Search code examples
elixir

Is it safe to use Task.start() inside of a Task.async_stream()?


I'm learning the Elixir Task module. https://hexdocs.pm/elixir/1.12/Task.html

Is it safe to use Task.start() inside of a Task.asyn_stream()?

Will this cause a process leak?


Solution

  • Will this cause a process leak?

    You could write this:

    defmodule A do
    
      def go do
    
        Task.async_stream(
          [500, 100], 
          fn x -> 
            {:ok, pid } = Task.start(fn -> Process.sleep(:infinity) end)
            IO.inspect pid
            Process.sleep(x)
          end
        )
    
      end
    
    end
    

    In iex:

    ~/elixir_programs% iex a.ex
    Erlang/OTP 24 [erts-12.3.2] [source] [64-bit] [smp:8:8] [ds:8:8:10] [async-threads:1]
    
    Interactive Elixir (1.14.4) - press Ctrl+C to exit (type h() ENTER for help)
    
    iex(3)> stream = A.go                             
    #Function<3.111522547/2 in Task.build_stream/3>
    
    iex(4)> Stream.run(stream)                        
    #PID<0.121.0>
    #PID<0.123.0>
    :ok
    
    iex(5)> IEx.configure(inspect: [limit: :infinity])
    :ok
    
    iex(5)> Process.list      
    [#PID<0.0.0>, #PID<0.1.0>, #PID<0.2.0>, #PID<0.3.0>, #PID<0.4.0>, #PID<0.5.0>,
     #PID<0.6.0>, #PID<0.7.0>, #PID<0.10.0>, #PID<0.42.0>, #PID<0.44.0>,
     #PID<0.46.0>, #PID<0.47.0>, #PID<0.49.0>, #PID<0.50.0>, #PID<0.51.0>,
     #PID<0.52.0>, #PID<0.53.0>, #PID<0.54.0>, #PID<0.55.0>, #PID<0.56.0>,
     #PID<0.57.0>, #PID<0.58.0>, #PID<0.59.0>, #PID<0.60.0>, #PID<0.61.0>,
     #PID<0.62.0>, #PID<0.63.0>, #PID<0.64.0>, #PID<0.65.0>, #PID<0.66.0>,
     #PID<0.67.0>, #PID<0.68.0>, #PID<0.69.0>, #PID<0.70.0>, #PID<0.71.0>,
     #PID<0.78.0>, #PID<0.79.0>, #PID<0.80.0>, #PID<0.82.0>, #PID<0.85.0>,
     #PID<0.86.0>, #PID<0.87.0>, #PID<0.88.0>, #PID<0.89.0>, #PID<0.91.0>,
     #PID<0.92.0>, #PID<0.93.0>, #PID<0.94.0>, #PID<0.95.0>, #PID<0.96.0>,
     #PID<0.99.0>, #PID<0.100.0>, #PID<0.101.0>, #PID<0.102.0>, #PID<0.103.0>,
     #PID<0.104.0>, #PID<0.105.0>, #PID<0.114.0>, #PID<0.121.0>, #PID<0.123.0>]
    

    You can see that the Task.start processes, 0.121.0 and 0.123.0, are still running even after Stream.run(stream) has returned, which means all the processes started by Task.async_stream have completed.

    Any code can cause a process leak: if you create a process and you lose the pid of the process, then you have no control over the process, unless you shut down the node, or beam instance, in which the process is running.

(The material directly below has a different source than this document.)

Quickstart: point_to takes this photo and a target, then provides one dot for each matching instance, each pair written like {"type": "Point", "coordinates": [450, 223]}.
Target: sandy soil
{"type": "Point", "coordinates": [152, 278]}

Task.start() returns a pid; if you lose the pid, then you will have a process leak if the process runs forever.

    In elxir/erlang a process is very lightweight and doesn't require many resources, so you can start millions of processes without overloading your system. As a result, if a thousand processes leak, it's not really a big deal. Of course, you wouldn't want to continually leak thousands of processes over a relatively long time period because that could crash your system.